Beslenmede uzmanlaşan sağlık kuruluşları, mümkünse, genç yaşta sağlıklı bir yaşam tarzına karşılık gelen bir karakter ve beslenmeyi sürdürmelerini önermektedir. Aynı zamanda, insanlar yağların ve basit şekerin alımını sınırlandırmalı ve diyette nişasta olmayan polisakkarit ve D vitamini miktarını arttırmalıdır.
Beslenme önerileri
Aşağıdaki tavsiyelere uyulmalıdır:
- Diyette besin açısından zengin yiyecekler yeterli olmalıdır. Rafine edilmiş, rafine edilmiş yüksek enerjili ürünlerin alımını sınırlamak gerekir. Bununla birlikte, iştahın azalması ve toplam gıda alımı göz önüne alındığında, diyette yüksek enerjili düşük proteinli gıdalar bulunmalıdır.

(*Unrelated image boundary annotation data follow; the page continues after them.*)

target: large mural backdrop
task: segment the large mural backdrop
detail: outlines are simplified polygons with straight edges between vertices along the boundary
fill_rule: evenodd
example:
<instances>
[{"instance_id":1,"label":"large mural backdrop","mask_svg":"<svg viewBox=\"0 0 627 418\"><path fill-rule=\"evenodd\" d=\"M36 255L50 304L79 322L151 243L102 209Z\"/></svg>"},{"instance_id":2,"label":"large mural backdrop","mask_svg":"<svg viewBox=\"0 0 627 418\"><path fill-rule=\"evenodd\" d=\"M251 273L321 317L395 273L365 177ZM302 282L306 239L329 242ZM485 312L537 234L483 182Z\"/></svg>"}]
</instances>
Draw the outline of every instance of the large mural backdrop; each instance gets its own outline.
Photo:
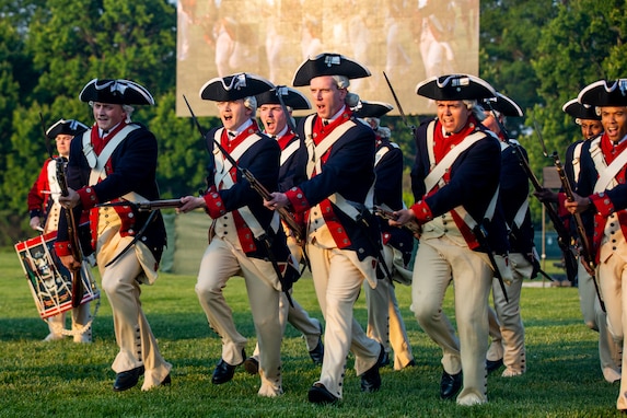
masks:
<instances>
[{"instance_id":1,"label":"large mural backdrop","mask_svg":"<svg viewBox=\"0 0 627 418\"><path fill-rule=\"evenodd\" d=\"M178 116L189 116L183 95L198 116L218 114L198 95L210 79L251 72L291 86L299 65L321 53L370 69L349 89L365 101L394 104L385 72L406 114L434 112L418 82L478 74L479 0L178 0L177 30Z\"/></svg>"}]
</instances>

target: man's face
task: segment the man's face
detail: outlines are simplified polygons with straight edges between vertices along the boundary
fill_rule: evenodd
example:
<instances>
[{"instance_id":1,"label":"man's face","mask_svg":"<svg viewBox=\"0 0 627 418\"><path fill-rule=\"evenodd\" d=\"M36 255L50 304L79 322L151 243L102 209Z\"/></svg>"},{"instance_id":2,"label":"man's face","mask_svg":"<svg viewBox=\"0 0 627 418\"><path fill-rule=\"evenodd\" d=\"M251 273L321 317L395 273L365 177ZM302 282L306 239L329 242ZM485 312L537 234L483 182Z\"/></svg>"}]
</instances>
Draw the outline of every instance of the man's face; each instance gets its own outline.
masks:
<instances>
[{"instance_id":1,"label":"man's face","mask_svg":"<svg viewBox=\"0 0 627 418\"><path fill-rule=\"evenodd\" d=\"M499 123L495 118L495 114L491 112L484 112L484 115L486 115L486 118L481 121L481 125L484 125L492 132L499 135L501 132L501 127L499 126Z\"/></svg>"},{"instance_id":2,"label":"man's face","mask_svg":"<svg viewBox=\"0 0 627 418\"><path fill-rule=\"evenodd\" d=\"M218 111L222 125L229 130L237 130L243 123L251 118L253 111L244 106L244 100L218 102Z\"/></svg>"},{"instance_id":3,"label":"man's face","mask_svg":"<svg viewBox=\"0 0 627 418\"><path fill-rule=\"evenodd\" d=\"M70 154L70 143L72 142L72 138L74 137L67 133L57 135L55 142L57 142L57 152L59 155L67 158Z\"/></svg>"},{"instance_id":4,"label":"man's face","mask_svg":"<svg viewBox=\"0 0 627 418\"><path fill-rule=\"evenodd\" d=\"M109 130L126 119L126 112L120 104L94 102L93 112L94 119L102 130Z\"/></svg>"},{"instance_id":5,"label":"man's face","mask_svg":"<svg viewBox=\"0 0 627 418\"><path fill-rule=\"evenodd\" d=\"M612 142L618 142L627 135L627 106L601 108L601 124Z\"/></svg>"},{"instance_id":6,"label":"man's face","mask_svg":"<svg viewBox=\"0 0 627 418\"><path fill-rule=\"evenodd\" d=\"M601 125L601 120L580 119L579 126L581 127L581 135L585 139L594 138L599 133L603 132L603 125Z\"/></svg>"},{"instance_id":7,"label":"man's face","mask_svg":"<svg viewBox=\"0 0 627 418\"><path fill-rule=\"evenodd\" d=\"M318 117L330 119L344 106L348 93L338 89L330 76L316 77L310 82L310 92Z\"/></svg>"},{"instance_id":8,"label":"man's face","mask_svg":"<svg viewBox=\"0 0 627 418\"><path fill-rule=\"evenodd\" d=\"M446 133L455 133L462 130L468 121L471 111L462 101L437 101L438 119Z\"/></svg>"},{"instance_id":9,"label":"man's face","mask_svg":"<svg viewBox=\"0 0 627 418\"><path fill-rule=\"evenodd\" d=\"M278 104L262 105L259 107L259 117L264 124L264 131L270 136L278 135L288 124L286 113Z\"/></svg>"}]
</instances>

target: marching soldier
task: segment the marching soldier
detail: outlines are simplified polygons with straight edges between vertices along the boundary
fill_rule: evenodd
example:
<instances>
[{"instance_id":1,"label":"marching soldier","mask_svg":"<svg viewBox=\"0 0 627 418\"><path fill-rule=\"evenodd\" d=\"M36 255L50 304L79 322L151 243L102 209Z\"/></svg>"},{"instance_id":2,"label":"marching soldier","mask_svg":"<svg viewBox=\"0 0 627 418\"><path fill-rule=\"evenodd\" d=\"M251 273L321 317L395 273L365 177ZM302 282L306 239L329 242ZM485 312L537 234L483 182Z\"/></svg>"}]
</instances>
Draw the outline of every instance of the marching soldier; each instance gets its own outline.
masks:
<instances>
[{"instance_id":1,"label":"marching soldier","mask_svg":"<svg viewBox=\"0 0 627 418\"><path fill-rule=\"evenodd\" d=\"M172 364L161 356L139 300L140 283L156 280L166 244L163 218L159 211L140 213L131 205L96 207L159 198L156 139L130 120L132 105L153 105L154 100L136 82L98 79L90 81L79 97L93 108L95 124L72 141L69 195L59 201L65 210L90 211L92 246L119 347L112 365L117 373L113 390L133 387L142 374L142 391L169 385ZM68 247L65 220L61 217L55 249L66 267L79 268Z\"/></svg>"},{"instance_id":2,"label":"marching soldier","mask_svg":"<svg viewBox=\"0 0 627 418\"><path fill-rule=\"evenodd\" d=\"M289 113L283 112L281 101ZM281 160L279 169L279 191L286 191L293 185L290 182L293 176L290 174L298 166L297 155L300 148L300 139L288 125L291 118L291 111L310 109L311 104L301 92L287 86L277 86L268 92L255 96L259 108L259 118L264 124L264 133L275 139L281 148ZM292 125L293 126L293 125ZM288 247L298 260L302 262L302 247L297 242L293 231L283 224L288 235ZM302 239L302 237L301 237ZM322 344L322 324L318 320L310 317L307 312L294 300L288 303L287 298L281 298L279 305L281 328L285 330L287 322L303 334L310 357L314 364L322 364L324 346ZM259 346L255 347L252 357L244 361L244 369L251 374L256 374L259 365Z\"/></svg>"},{"instance_id":3,"label":"marching soldier","mask_svg":"<svg viewBox=\"0 0 627 418\"><path fill-rule=\"evenodd\" d=\"M443 352L440 396L458 405L488 400L488 295L508 243L499 210L498 186L501 149L480 125L484 112L477 101L495 96L494 89L473 76L428 79L417 93L436 101L438 118L416 132L416 161L411 188L416 204L394 212L393 225L416 221L420 245L411 282L414 314ZM446 287L455 290L455 317L460 339L442 312ZM463 386L463 387L462 387Z\"/></svg>"},{"instance_id":4,"label":"marching soldier","mask_svg":"<svg viewBox=\"0 0 627 418\"><path fill-rule=\"evenodd\" d=\"M510 97L497 93L485 101L485 119L481 124L499 138L501 144L501 175L499 194L506 222L509 225L509 262L513 280L506 293L497 279L492 282L492 300L496 317L490 310L490 336L488 349L488 372L504 363L503 378L521 375L526 371L524 324L521 317L520 299L524 279L537 276L539 260L533 243L533 224L529 210L529 177L521 166L520 159L527 159L520 143L507 137L503 130L506 117L522 117L519 105ZM515 147L515 148L514 148ZM496 327L492 324L496 320ZM496 329L495 329L496 328ZM496 334L496 335L495 335Z\"/></svg>"},{"instance_id":5,"label":"marching soldier","mask_svg":"<svg viewBox=\"0 0 627 418\"><path fill-rule=\"evenodd\" d=\"M578 193L577 184L581 169L581 151L585 141L590 141L603 133L601 116L596 114L596 108L590 105L583 105L573 98L567 102L564 112L574 118L574 123L580 126L582 140L571 143L566 151L564 170L568 181ZM585 223L589 236L592 232L592 217L590 213L582 213L581 219ZM572 227L572 222L570 222ZM573 232L573 236L576 233ZM594 278L583 267L585 263L580 259L577 271L577 288L579 291L579 303L583 322L590 329L599 332L599 359L601 361L601 371L603 378L614 383L620 380L622 347L616 344L612 334L607 332L607 314L601 307L601 302L594 286Z\"/></svg>"},{"instance_id":6,"label":"marching soldier","mask_svg":"<svg viewBox=\"0 0 627 418\"><path fill-rule=\"evenodd\" d=\"M346 358L355 355L361 391L381 386L383 346L369 338L352 315L364 279L376 286L380 232L368 210L374 184L374 132L355 120L358 97L349 80L369 77L360 63L336 54L305 60L294 86L310 86L316 114L299 125L301 167L306 177L286 193L272 193L266 207L291 207L306 222L306 253L325 327L321 378L309 391L315 404L342 397Z\"/></svg>"},{"instance_id":7,"label":"marching soldier","mask_svg":"<svg viewBox=\"0 0 627 418\"><path fill-rule=\"evenodd\" d=\"M78 120L59 119L46 130L46 137L57 144L58 158L63 159L67 164L70 155L70 143L72 138L81 135L89 128ZM28 191L28 211L31 214L31 228L46 234L57 231L59 225L59 214L61 205L59 196L61 188L57 181L57 167L54 159L48 159L42 167L39 176ZM43 224L43 227L42 227ZM90 321L90 303L83 303L72 310L72 332L74 342L91 342L92 329L86 326ZM50 333L44 341L54 341L63 338L62 330L66 324L66 313L61 313L48 318ZM81 333L80 329L84 330Z\"/></svg>"},{"instance_id":8,"label":"marching soldier","mask_svg":"<svg viewBox=\"0 0 627 418\"><path fill-rule=\"evenodd\" d=\"M374 204L387 211L404 207L403 152L396 143L390 140L390 129L380 126L381 117L392 108L392 105L387 103L361 101L355 111L355 116L363 118L376 136ZM368 305L367 334L385 347L383 364L390 363L392 346L394 369L402 370L408 365L415 365L416 362L392 280L410 285L411 272L406 269L406 266L411 258L414 236L407 229L391 227L384 219L379 218L378 223L382 232L383 257L387 270L379 270L380 278L376 288L363 286ZM387 271L391 277L387 277Z\"/></svg>"},{"instance_id":9,"label":"marching soldier","mask_svg":"<svg viewBox=\"0 0 627 418\"><path fill-rule=\"evenodd\" d=\"M255 95L274 85L257 76L239 73L209 80L200 97L217 102L222 128L207 133L211 154L207 191L182 198L181 212L204 208L213 220L196 293L209 325L222 339L222 357L211 376L213 384L231 381L246 359L246 338L236 329L223 288L232 276L244 277L259 345L260 396L281 395L281 338L279 301L298 279L279 214L264 207L246 169L268 190L278 184L280 148L262 133L255 121ZM220 147L218 146L220 144ZM232 159L232 160L231 160ZM235 166L236 164L236 166Z\"/></svg>"},{"instance_id":10,"label":"marching soldier","mask_svg":"<svg viewBox=\"0 0 627 418\"><path fill-rule=\"evenodd\" d=\"M571 213L594 217L592 251L599 288L607 312L607 330L623 341L622 363L626 363L625 306L623 292L627 260L627 80L600 80L584 88L581 104L594 106L604 132L583 143L581 170L573 201L564 201ZM627 370L622 369L616 407L627 411Z\"/></svg>"}]
</instances>

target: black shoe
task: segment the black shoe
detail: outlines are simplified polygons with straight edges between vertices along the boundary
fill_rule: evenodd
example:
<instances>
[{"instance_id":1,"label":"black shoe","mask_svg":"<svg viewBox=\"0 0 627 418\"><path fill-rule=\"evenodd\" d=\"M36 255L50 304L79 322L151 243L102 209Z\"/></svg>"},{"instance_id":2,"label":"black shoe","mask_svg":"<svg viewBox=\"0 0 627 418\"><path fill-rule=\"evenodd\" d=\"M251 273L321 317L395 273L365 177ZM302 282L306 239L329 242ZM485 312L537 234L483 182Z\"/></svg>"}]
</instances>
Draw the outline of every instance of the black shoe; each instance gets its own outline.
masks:
<instances>
[{"instance_id":1,"label":"black shoe","mask_svg":"<svg viewBox=\"0 0 627 418\"><path fill-rule=\"evenodd\" d=\"M361 375L361 392L376 392L381 387L381 374L379 374L379 368L385 357L385 349L381 346L381 352L373 367L368 369L365 373Z\"/></svg>"},{"instance_id":2,"label":"black shoe","mask_svg":"<svg viewBox=\"0 0 627 418\"><path fill-rule=\"evenodd\" d=\"M113 384L113 390L115 392L123 392L137 385L139 376L143 374L143 365L127 370L126 372L120 372L115 375L115 382Z\"/></svg>"},{"instance_id":3,"label":"black shoe","mask_svg":"<svg viewBox=\"0 0 627 418\"><path fill-rule=\"evenodd\" d=\"M440 381L440 397L442 399L452 399L461 388L462 372L457 374L442 372L442 380Z\"/></svg>"},{"instance_id":4,"label":"black shoe","mask_svg":"<svg viewBox=\"0 0 627 418\"><path fill-rule=\"evenodd\" d=\"M248 374L259 373L259 361L254 357L248 357L246 360L244 360L244 370Z\"/></svg>"},{"instance_id":5,"label":"black shoe","mask_svg":"<svg viewBox=\"0 0 627 418\"><path fill-rule=\"evenodd\" d=\"M384 368L386 365L390 365L390 355L387 352L384 352L380 367Z\"/></svg>"},{"instance_id":6,"label":"black shoe","mask_svg":"<svg viewBox=\"0 0 627 418\"><path fill-rule=\"evenodd\" d=\"M314 364L322 364L324 359L324 346L322 344L322 338L318 338L317 345L313 350L310 351L310 357L312 358Z\"/></svg>"},{"instance_id":7,"label":"black shoe","mask_svg":"<svg viewBox=\"0 0 627 418\"><path fill-rule=\"evenodd\" d=\"M170 373L165 376L163 381L159 384L160 386L170 386L172 384L172 378L170 378Z\"/></svg>"},{"instance_id":8,"label":"black shoe","mask_svg":"<svg viewBox=\"0 0 627 418\"><path fill-rule=\"evenodd\" d=\"M242 349L242 358L244 359L246 358L246 353L244 352L243 349ZM224 359L220 359L220 361L216 365L216 369L213 370L213 374L211 375L211 383L222 384L231 381L231 379L233 379L233 375L235 374L235 369L240 364L232 365L225 362Z\"/></svg>"},{"instance_id":9,"label":"black shoe","mask_svg":"<svg viewBox=\"0 0 627 418\"><path fill-rule=\"evenodd\" d=\"M335 404L339 400L339 397L328 392L322 383L316 383L310 388L307 398L312 404Z\"/></svg>"},{"instance_id":10,"label":"black shoe","mask_svg":"<svg viewBox=\"0 0 627 418\"><path fill-rule=\"evenodd\" d=\"M503 359L486 360L486 370L488 373L499 370L501 365L503 365Z\"/></svg>"}]
</instances>

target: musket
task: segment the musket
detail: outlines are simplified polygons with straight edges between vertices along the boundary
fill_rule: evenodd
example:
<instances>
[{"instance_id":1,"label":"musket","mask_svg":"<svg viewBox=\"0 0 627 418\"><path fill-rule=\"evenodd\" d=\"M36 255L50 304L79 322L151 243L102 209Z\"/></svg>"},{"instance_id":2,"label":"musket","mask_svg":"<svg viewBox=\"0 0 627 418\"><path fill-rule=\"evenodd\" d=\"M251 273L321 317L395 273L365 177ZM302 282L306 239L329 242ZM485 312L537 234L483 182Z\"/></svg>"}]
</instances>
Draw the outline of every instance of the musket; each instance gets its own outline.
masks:
<instances>
[{"instance_id":1,"label":"musket","mask_svg":"<svg viewBox=\"0 0 627 418\"><path fill-rule=\"evenodd\" d=\"M409 121L407 120L407 116L405 115L405 112L403 112L403 106L400 106L400 102L398 101L398 97L396 96L396 93L394 92L394 88L392 86L392 83L390 82L390 79L387 78L387 74L385 73L385 71L383 71L383 77L385 78L385 81L387 82L387 86L390 88L390 91L392 92L392 97L394 97L394 103L396 103L396 107L398 107L398 113L400 114L400 117L403 118L403 123L405 124L406 127L411 129L411 133L416 135L416 126L409 124Z\"/></svg>"},{"instance_id":2,"label":"musket","mask_svg":"<svg viewBox=\"0 0 627 418\"><path fill-rule=\"evenodd\" d=\"M381 206L378 206L378 205L374 206L373 211L374 211L375 216L378 216L379 218L385 219L385 220L396 221L398 218L394 214L394 212L392 212L385 208L382 208ZM407 229L415 236L420 235L420 225L414 219L411 219L409 222L404 223L402 228Z\"/></svg>"},{"instance_id":3,"label":"musket","mask_svg":"<svg viewBox=\"0 0 627 418\"><path fill-rule=\"evenodd\" d=\"M543 154L544 154L544 156L548 158L549 155L546 152L544 139L542 138L542 133L541 133L535 120L533 121L533 125L534 125L534 130L536 132L536 136L537 136L539 143L542 146ZM520 156L522 156L522 159ZM542 187L542 185L539 184L537 178L533 175L533 172L529 165L529 162L526 161L526 159L524 159L524 155L522 155L522 153L519 154L519 159L521 160L521 164L522 164L523 169L525 170L525 172L527 172L527 176L530 176L530 179L532 181L532 185L534 186L534 189L536 191L542 191L544 188ZM561 249L561 254L564 255L566 276L567 276L569 281L574 281L577 278L578 262L577 262L577 258L574 257L574 254L571 251L570 232L566 229L566 225L564 224L561 218L559 217L559 214L557 213L555 207L550 204L550 201L542 201L541 200L541 202L544 205L544 207L546 209L546 213L548 214L548 218L553 222L553 227L555 228L555 232L557 233L557 244L559 245L559 248Z\"/></svg>"},{"instance_id":4,"label":"musket","mask_svg":"<svg viewBox=\"0 0 627 418\"><path fill-rule=\"evenodd\" d=\"M487 231L480 223L477 223L477 225L473 228L473 233L475 234L475 237L477 239L479 245L486 248L486 253L488 254L488 258L490 260L490 264L492 265L492 270L495 270L495 277L497 278L499 286L501 287L501 290L503 292L503 295L506 297L506 302L509 303L510 300L508 298L508 291L506 290L506 282L503 280L503 276L501 275L501 270L499 270L499 265L497 264L497 259L495 258L495 253L492 253L492 249L490 248Z\"/></svg>"},{"instance_id":5,"label":"musket","mask_svg":"<svg viewBox=\"0 0 627 418\"><path fill-rule=\"evenodd\" d=\"M161 199L161 200L146 200L146 201L109 201L106 204L97 204L96 208L107 208L116 206L130 206L139 212L151 212L153 210L170 209L170 208L181 208L183 202L181 199Z\"/></svg>"},{"instance_id":6,"label":"musket","mask_svg":"<svg viewBox=\"0 0 627 418\"><path fill-rule=\"evenodd\" d=\"M191 114L191 119L196 124L196 127L198 128L200 136L202 138L206 138L206 135L205 135L205 132L202 132L202 128L200 127L198 119L196 119L196 115L194 114L194 111L191 109L189 102L187 102L187 97L185 95L183 95L183 98L185 100L185 104L187 105L187 108L189 109L189 113ZM255 189L255 191L257 191L264 200L271 200L272 197L270 196L270 193L264 187L264 185L262 185L255 178L253 173L251 173L247 169L241 167L237 164L237 162L231 156L229 151L227 151L224 149L224 147L222 147L220 141L217 141L216 138L211 138L211 139L212 139L213 143L216 144L216 147L218 147L220 152L222 152L222 155L224 155L224 158L231 163L232 166L234 166L240 173L242 173L242 175L248 181L248 183ZM282 208L282 209L285 209L285 208ZM285 214L281 214L281 213L285 213ZM283 219L286 221L286 223L288 223L288 227L290 227L290 228L292 228L292 225L294 227L294 229L293 229L294 235L298 234L298 236L300 236L301 239L303 237L302 228L300 228L300 225L297 223L295 219L291 216L291 213L287 209L285 209L282 211L279 210L279 216L281 216L281 219ZM286 218L283 218L283 217L286 217ZM290 303L290 305L293 306L292 298L291 298L290 292L289 292L290 287L285 281L285 277L281 274L281 270L280 270L279 265L277 263L277 259L275 258L275 255L270 248L270 243L268 240L269 239L266 234L265 237L262 237L259 241L262 241L264 243L264 245L266 246L266 251L268 253L268 258L270 259L270 262L272 264L272 268L275 269L275 272L277 274L277 276L279 278L279 282L281 283L281 289L283 290L283 293L286 293L286 298L288 299L288 302ZM289 266L287 266L287 268L289 268ZM287 268L286 268L286 272L287 272Z\"/></svg>"},{"instance_id":7,"label":"musket","mask_svg":"<svg viewBox=\"0 0 627 418\"><path fill-rule=\"evenodd\" d=\"M554 151L550 155L553 158L555 169L557 170L557 174L559 175L559 181L561 182L561 188L566 194L566 198L568 201L574 201L574 195L572 193L572 186L566 176L566 171L559 161L559 155L557 151ZM594 263L594 258L592 257L592 247L590 246L590 241L588 240L588 234L585 233L585 227L583 225L583 220L581 219L581 213L573 213L572 218L574 219L574 224L577 227L577 234L579 235L579 245L577 246L577 251L579 252L579 256L583 259L583 267L585 271L592 278L592 282L594 283L594 289L596 290L596 295L599 297L599 302L601 304L601 309L605 312L605 303L603 303L603 299L601 298L601 291L599 290L599 283L596 282L596 264Z\"/></svg>"}]
</instances>

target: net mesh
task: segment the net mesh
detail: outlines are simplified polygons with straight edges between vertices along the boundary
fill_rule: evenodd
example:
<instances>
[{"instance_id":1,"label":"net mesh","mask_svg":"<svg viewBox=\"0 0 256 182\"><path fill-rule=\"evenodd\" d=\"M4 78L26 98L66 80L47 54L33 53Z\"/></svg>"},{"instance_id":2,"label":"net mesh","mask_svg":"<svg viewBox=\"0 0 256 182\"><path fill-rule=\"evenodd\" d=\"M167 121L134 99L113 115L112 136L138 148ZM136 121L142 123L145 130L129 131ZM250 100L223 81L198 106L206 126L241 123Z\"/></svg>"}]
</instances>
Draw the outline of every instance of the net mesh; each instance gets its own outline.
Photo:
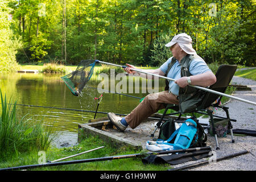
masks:
<instances>
[{"instance_id":1,"label":"net mesh","mask_svg":"<svg viewBox=\"0 0 256 182\"><path fill-rule=\"evenodd\" d=\"M73 95L81 93L93 73L95 63L94 60L82 60L75 72L61 77Z\"/></svg>"}]
</instances>

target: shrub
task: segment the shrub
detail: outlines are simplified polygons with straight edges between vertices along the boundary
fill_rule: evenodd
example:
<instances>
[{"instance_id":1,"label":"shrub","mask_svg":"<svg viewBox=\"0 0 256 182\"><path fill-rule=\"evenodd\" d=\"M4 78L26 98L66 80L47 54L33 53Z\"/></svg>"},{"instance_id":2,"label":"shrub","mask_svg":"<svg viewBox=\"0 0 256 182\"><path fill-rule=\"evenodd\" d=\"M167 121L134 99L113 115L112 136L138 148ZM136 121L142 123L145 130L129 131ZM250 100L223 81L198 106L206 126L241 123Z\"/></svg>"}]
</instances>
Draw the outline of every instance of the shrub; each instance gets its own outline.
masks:
<instances>
[{"instance_id":1,"label":"shrub","mask_svg":"<svg viewBox=\"0 0 256 182\"><path fill-rule=\"evenodd\" d=\"M33 119L26 119L26 116L19 119L16 102L7 103L6 96L3 98L0 92L0 159L34 150L46 151L54 138L50 137L51 131L45 130L42 122L35 123Z\"/></svg>"}]
</instances>

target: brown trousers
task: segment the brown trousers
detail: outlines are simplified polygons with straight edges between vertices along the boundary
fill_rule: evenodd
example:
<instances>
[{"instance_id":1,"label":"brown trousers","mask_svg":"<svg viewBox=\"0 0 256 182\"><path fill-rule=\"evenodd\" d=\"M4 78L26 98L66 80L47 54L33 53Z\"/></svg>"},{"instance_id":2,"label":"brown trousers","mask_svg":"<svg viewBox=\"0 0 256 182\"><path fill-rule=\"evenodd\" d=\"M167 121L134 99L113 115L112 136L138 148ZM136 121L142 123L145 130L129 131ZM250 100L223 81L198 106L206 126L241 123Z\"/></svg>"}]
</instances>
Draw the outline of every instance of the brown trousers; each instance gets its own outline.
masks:
<instances>
[{"instance_id":1,"label":"brown trousers","mask_svg":"<svg viewBox=\"0 0 256 182\"><path fill-rule=\"evenodd\" d=\"M163 104L178 104L177 96L167 90L151 93L143 99L131 112L125 117L125 120L133 129L137 127L144 119L165 108Z\"/></svg>"}]
</instances>

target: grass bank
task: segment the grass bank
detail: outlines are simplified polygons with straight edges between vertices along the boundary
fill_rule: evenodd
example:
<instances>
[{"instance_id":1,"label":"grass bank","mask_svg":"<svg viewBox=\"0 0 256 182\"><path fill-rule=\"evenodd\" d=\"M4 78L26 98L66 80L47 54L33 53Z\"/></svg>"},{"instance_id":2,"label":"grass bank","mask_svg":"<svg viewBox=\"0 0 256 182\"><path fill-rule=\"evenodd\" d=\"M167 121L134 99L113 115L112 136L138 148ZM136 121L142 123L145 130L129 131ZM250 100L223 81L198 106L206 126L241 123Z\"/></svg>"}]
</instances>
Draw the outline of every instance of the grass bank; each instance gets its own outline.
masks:
<instances>
[{"instance_id":1,"label":"grass bank","mask_svg":"<svg viewBox=\"0 0 256 182\"><path fill-rule=\"evenodd\" d=\"M235 76L256 81L256 68L240 69L237 71Z\"/></svg>"},{"instance_id":2,"label":"grass bank","mask_svg":"<svg viewBox=\"0 0 256 182\"><path fill-rule=\"evenodd\" d=\"M118 147L106 143L102 139L91 136L86 138L77 146L62 148L60 149L52 148L46 152L46 161L53 161L66 156L105 146L104 148L82 154L63 161L70 161L85 159L92 159L111 156L115 155L127 155L143 152L135 150L129 147ZM0 168L20 166L23 165L38 164L40 156L34 151L29 154L20 154L18 158L13 158L5 163L0 163ZM144 164L142 158L129 158L114 159L101 162L68 164L59 166L48 167L32 169L33 171L166 171L170 168L168 164Z\"/></svg>"},{"instance_id":3,"label":"grass bank","mask_svg":"<svg viewBox=\"0 0 256 182\"><path fill-rule=\"evenodd\" d=\"M42 122L34 122L26 115L18 118L16 102L8 101L1 90L0 93L0 162L19 158L23 153L47 150L53 139L51 131L45 130Z\"/></svg>"}]
</instances>

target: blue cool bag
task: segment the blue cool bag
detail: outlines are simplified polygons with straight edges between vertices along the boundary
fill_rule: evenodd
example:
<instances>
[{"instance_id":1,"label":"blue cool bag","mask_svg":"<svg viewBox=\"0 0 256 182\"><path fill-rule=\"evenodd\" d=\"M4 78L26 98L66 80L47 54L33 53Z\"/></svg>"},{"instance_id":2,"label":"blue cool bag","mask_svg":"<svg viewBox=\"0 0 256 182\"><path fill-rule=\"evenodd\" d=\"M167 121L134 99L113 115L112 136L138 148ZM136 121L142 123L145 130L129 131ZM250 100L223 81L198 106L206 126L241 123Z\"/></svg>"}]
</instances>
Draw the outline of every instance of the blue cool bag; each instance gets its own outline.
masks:
<instances>
[{"instance_id":1,"label":"blue cool bag","mask_svg":"<svg viewBox=\"0 0 256 182\"><path fill-rule=\"evenodd\" d=\"M197 124L193 119L188 118L181 126L175 130L167 140L158 139L158 143L174 146L174 150L188 148L197 132ZM176 136L174 143L169 143Z\"/></svg>"}]
</instances>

- Genç yaşta olduğu gibi süt ürünü olmayan harici şekerlerin yanı sıra nişasta olmayan polisakkaritlerin aynı düzeyde tutulmasını sağlamak gereklidir.
- Ham kepek gibi fitatta yüksek gıdalar yemekten kaçınılması önerilir.
- Yeterince fasulye, domates, kepekli ekmek ve tahıl yiyin.
- Patateslerde, meyve sularında, taze ve kuru meyvelerde bulunan C vitamini alımını arttırın.
- Taze sebzeler, meyveler ve iri lifli gıdaların diyetinde mevcudiyet sağlayın.
- Koroner tromboz riskini azaltmak için uskumru, ton balığı, ringa balığı ve sardalye gibi yağlı balık tüketimini artırın. Bu balıklar, yağda çözünen D vitamini kaynağıdır.
- Düşük kan kolesterol seviyelerine yardımcı olan ve koroner arter trombozunu önleyen, hayvansal yağlarda düşük bir diyete dikkat edin.
- Kan basıncını artırmaya yardımcı olanlar da dahil olmak üzere tuz alımını sınırlayın. Az yağlı süt ye.
- Vücutta vitamin alımı sağlayan gıda katkı maddelerinin kullanımı ile ilgili olarak
D vitamini
D vitamini, güneşin etkisi altında deride üretilir, ancak kışın evden çıkmayan insanların yanı sıra ek alımı gerekebilir.
B2 ve B Vitaminleri
B2 ve B vitaminlerinin eksikliği koroner kalp hastalığı için bir risk faktörüdür, bu nedenle özel diyet takviyeleri almalısınız. Artık ne tür uzun süreli yetersiz beslenmenin gıda eksikliğinden kaynaklandığını biliyoruz.